Da ich aber gerade kein gebärfertiges Kind zur Hand hatte, bat ich Wulfhild mir auszuhelfen. Und sie willigte freudig ein.

Seit 8 Wochen simuliert sie nun den Schlafentzug, den eine Mutter direkt nach der Geburt erfährt. Klar, liebe Leser, Ihr Kind hat von Anfang an durchgeschlafen, nie geschrien und auch nie Blähungen gehabt, aber das lassen wir mal außen vor. Wulfhild gibt alles. Mal im 2-Stunden-Takt, mal völlig ohne Rhythmus, da ist von allem was dabei. Dann überraschend auch mal gar nicht aufwachen, so dass ich einfach nur so wachliege und mich wundere. Ich bin sehr stolz auf sie, wie sie das umsetzt in ihren jungen Jahren.

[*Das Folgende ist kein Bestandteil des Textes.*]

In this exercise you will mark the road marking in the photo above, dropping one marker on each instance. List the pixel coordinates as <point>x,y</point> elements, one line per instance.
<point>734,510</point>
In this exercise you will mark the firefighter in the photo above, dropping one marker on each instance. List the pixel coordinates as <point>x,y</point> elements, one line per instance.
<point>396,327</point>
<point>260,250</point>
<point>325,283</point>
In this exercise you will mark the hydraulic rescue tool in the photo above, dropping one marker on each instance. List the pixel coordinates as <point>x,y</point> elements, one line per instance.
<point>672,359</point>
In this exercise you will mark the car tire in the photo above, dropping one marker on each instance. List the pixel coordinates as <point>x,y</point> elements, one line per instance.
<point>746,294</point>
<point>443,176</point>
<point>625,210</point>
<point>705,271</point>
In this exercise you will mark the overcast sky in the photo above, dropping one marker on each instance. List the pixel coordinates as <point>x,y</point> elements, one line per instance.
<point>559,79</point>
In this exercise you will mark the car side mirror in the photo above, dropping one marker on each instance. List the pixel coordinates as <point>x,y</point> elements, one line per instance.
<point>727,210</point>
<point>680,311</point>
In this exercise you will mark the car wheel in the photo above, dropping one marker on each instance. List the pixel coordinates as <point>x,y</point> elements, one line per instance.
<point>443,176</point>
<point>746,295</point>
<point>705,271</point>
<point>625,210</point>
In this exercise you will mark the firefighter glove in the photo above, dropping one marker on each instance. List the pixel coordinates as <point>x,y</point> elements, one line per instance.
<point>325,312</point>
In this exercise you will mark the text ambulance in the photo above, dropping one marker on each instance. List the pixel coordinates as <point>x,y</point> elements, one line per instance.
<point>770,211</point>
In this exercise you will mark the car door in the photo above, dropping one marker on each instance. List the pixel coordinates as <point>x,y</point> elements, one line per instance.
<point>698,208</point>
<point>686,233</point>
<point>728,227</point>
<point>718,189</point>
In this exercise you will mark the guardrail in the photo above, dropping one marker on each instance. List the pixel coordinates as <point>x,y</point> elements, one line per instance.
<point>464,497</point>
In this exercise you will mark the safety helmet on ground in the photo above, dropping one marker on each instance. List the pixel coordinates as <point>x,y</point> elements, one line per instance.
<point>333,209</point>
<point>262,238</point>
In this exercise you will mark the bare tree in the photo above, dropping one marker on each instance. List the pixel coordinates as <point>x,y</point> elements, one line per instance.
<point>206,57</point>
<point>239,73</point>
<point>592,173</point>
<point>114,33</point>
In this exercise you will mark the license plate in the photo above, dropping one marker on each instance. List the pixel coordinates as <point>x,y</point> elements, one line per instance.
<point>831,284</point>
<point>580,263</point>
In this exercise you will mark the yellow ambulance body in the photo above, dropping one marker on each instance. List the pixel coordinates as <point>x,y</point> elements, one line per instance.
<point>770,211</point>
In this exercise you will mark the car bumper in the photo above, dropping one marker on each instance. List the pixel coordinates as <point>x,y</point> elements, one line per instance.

Mit meinem Teil des Experiments tue ich mich da deutlich schwieriger. Ich tu nämlich so, als gäbe es das MuSchG noch nicht und gehe arbeiten. Jeden Tag. Also freitags nicht, da ist Schwimmkurs. Aber sonst. Und egal, wie die Nacht war, um 6 Uhr rolle ich mich aus dem Bett, der Bettvorleger gibt mir Schwung und so weiter. Anstrengend, ich sage es ihnen. Und Kaffee, meine Damen und Herren, unterschätzen Sie den Kaffee nicht.

Mein Testmutterschutz ist nun um und ich kann sagen: sehr sinnvoll, allerdings lobe ich mir in dem Zusammenhang eine kleine, feine Sommerpause als Testzeit, in der sowieso nicht allzu viel passiert. An manchen Tagen bin ich überaus produktiv, an anderen nicht so sehr, aber das gleicht sich aus. Eine direkte Verbindung der Produktivitätsspitzen zur Nachtruhe gibt es aber allem Anschein nach nicht, auch höchst unausgeschlafen bringe ich manchmal mehr zustande, als nach einer wulfhildschen 12 Stunden Nacht. Hier wieder Kaffee, Kaffee, Kaffee. Und so merke ich doch, dass das nicht nur aufs Gemüt schlägt, wenn man regelmäßig nicht schläft, sondern einem auch körperlich alles raussaugt, was da ist. Fününü, sag ich da. Mit very jammerndem Ton. Ich glaube, der Ausdruck aschfahler Teint kommt aus solch einer Situation und hat eigentlich gar nichts mit Feuer und Wärme und Behaglichkeit zu tun.

Jedoch: die Hormone, die machen Sinn. Denn ich bin wesentlich unwilliger, das Kind vorbehaltlos zu lieben, nachdem es mich die ganze Nacht lang angeschrien hat. Das war in den 8 Wochen nach der Geburt anders. Aber dann steht sie morgens strahlend im Bett oder zieht eine Schnute beim Recken und Strecken und dann hab ich doch gleich wieder verloren. Terroristen sind das. Der nächste Beitrag also unter dem Motto: Schlafentzug, eine Foltermethode.

Kommentare:

  1. Liebe Cati Basmati,

    Deine posts finde ich immer ungeheuer erheiternd, ich habe gerade wieder herzlich gelacht...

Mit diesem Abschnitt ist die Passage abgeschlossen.